| Literature DB >> 32511528 |
Meera Varshneya1, Itziar Irurzun-Arana1, Chiara Campana1, Rafael Dariolli1, Amy Gutierrez1, Taylor K Pullinger1, Eric A Sobie1.
Abstract
Many drugs that have been proposed for treatment of COVID-19 are reported to cause cardiac adverse events, including ventricular arrhythmias. In order to properly weigh risks against potential benefits, particularly when decisions must be made quickly, mathematical modeling of both drug disposition and drug action can be useful for predicting patient response and making informed decisions. Here we explored the potential effects on cardiac electrophysiology of 4 drugs proposed to treat COVID-19: lopinavir, ritonavir, chloroquine, and azithromycin, as well as combination therapy involving these drugs. Our study combined simulations of pharmacokinetics (PK) with quantitative systems pharmacology (QSP) modeling of ventricular myocytes to predict potential cardiac adverse events caused by these treatments. Simulation results predicted that drug combinations can lead to greater cellular action potential prolongation, analogous to QT prolongation, compared with drugs given in isolation. The combination effect can result from both pharmacokinetic and pharmacodynamic drug interactions. Importantly, simulations of different patient groups predicted that females with pre-existing heart disease are especially susceptible to drug-induced arrhythmias, compared males with disease or healthy individuals of either sex. Overall, the results illustrate how PK and QSP modeling may be combined to more precisely predict cardiac risks of COVID-19 therapies.Entities:
Year: 2020 PMID: 32511528 PMCID: PMC7273296 DOI: 10.1101/2020.05.21.20109397
Source DB: PubMed Journal: medRxiv
Figure 1:(A) Heatmap illustrating the extent to which azithromycin (AZ), chloroquine (CQ), ritonavir (RT), and lopinavir (LP) inhibit 6 important cardiac ionic currents, as previously measured.[12] Reference 11 reported effective free therapeutic plasma concentration (EFTPC) of each drug, in addition to IC50 values that indicated how much each drug influenced 6 cardiac ionic currents (see Methods for abbreviations). Block of currents by particular drugs at 10*EFTPC was calculated based on drug concentration and IC50 values using a simple pore block model. (B) Simulations with the baseline myocyte model demonstrating how each simulated at 10*EFTPC are predicted to influence ventricular action potentials (APs). (C) Concentration-response curves illustrating how the 4 drugs influence APD90, the duration between the action potential upstroke (maximal rate of change of voltage) and 90% repolarization. Drug concentrations tested ranged from 0.3 times to 10 times EFTPC, with logarithmically-spaced increments. (D) Predicted AP prolongation (ΔAPD90) for chloroquine + azithromycin. (E) Predicted ΔAPD90 for lopinavir + ritonavir. Combination therapy causes greater AP prolongation than drugs applied individually, as shown in both heatmaps illustrating ΔAPD90 over a range of drug concentrations, and in example AP traces showing effects at 3*EFTPC.

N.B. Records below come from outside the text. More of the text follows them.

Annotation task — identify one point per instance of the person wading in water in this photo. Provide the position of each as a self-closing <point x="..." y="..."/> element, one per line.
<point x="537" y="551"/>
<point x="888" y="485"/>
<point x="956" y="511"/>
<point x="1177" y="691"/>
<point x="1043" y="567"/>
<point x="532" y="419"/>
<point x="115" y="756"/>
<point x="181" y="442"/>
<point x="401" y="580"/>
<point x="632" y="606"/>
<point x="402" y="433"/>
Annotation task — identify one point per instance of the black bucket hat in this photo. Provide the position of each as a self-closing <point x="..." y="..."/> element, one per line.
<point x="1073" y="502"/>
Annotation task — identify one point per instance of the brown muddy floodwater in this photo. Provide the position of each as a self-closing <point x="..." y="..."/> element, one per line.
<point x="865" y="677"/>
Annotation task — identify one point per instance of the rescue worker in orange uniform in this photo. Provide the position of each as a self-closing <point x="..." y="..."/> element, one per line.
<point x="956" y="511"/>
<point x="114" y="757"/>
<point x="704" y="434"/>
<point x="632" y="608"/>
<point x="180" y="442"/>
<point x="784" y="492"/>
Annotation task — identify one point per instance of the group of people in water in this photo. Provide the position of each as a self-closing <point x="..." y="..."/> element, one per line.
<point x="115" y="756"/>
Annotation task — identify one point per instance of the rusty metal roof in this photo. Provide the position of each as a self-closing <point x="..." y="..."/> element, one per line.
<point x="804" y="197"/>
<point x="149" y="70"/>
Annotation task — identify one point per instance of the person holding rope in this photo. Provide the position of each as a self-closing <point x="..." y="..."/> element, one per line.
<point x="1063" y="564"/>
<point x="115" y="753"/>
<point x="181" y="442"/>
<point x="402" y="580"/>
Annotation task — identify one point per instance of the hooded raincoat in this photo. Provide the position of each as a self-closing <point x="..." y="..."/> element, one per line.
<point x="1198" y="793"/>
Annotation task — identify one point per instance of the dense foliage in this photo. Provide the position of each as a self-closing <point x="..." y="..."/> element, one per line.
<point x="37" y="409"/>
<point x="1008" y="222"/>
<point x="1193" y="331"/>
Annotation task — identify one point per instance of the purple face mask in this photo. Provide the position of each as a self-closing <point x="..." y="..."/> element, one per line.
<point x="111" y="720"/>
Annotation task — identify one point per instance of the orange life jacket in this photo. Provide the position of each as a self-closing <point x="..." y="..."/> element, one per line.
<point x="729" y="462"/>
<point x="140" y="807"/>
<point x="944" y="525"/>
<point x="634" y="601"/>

Figure 2:(A) Simulations show that plasma concentrations of lopinavir are greater with co-administration of ritonavir than when the former drug is given alone. (B) Predicted free plasma concentrations of lopinavir under standard dosing regimen with ritonavir, for median individual (thick line) within a virtual population of 1000 individuals (gray shaded area). Red dashed line indicates mean peak concentration of the 5% of the patients with highest drug concentrations. Additional dashed lines indicate IC50 values for cardiac ion channel inhibition. (C) Predicted free plasma concentrations of ritonavir under standard dosing regimen with lopinavir, displayed as in (B). (D) Predicted free plasma concentrations of azithromycin, displayed as in (B). (E) Distributions of ΔAPD90 caused by clinical concentrations of lopinavir + ritonavir, in 4 virtual patient populations, as indicated. (F) Distributions of ΔAPD90 caused by clinical concentrations of chloroquine + azithromycin, in 4 virtual patient populations, as indicated. The free chloroquine concentration used as an input was 3900 ng/ml based on the original publication results (total chloroquine concentrations in the heart around 10,000 ng/ml multiplied by the unbound fraction of 39%).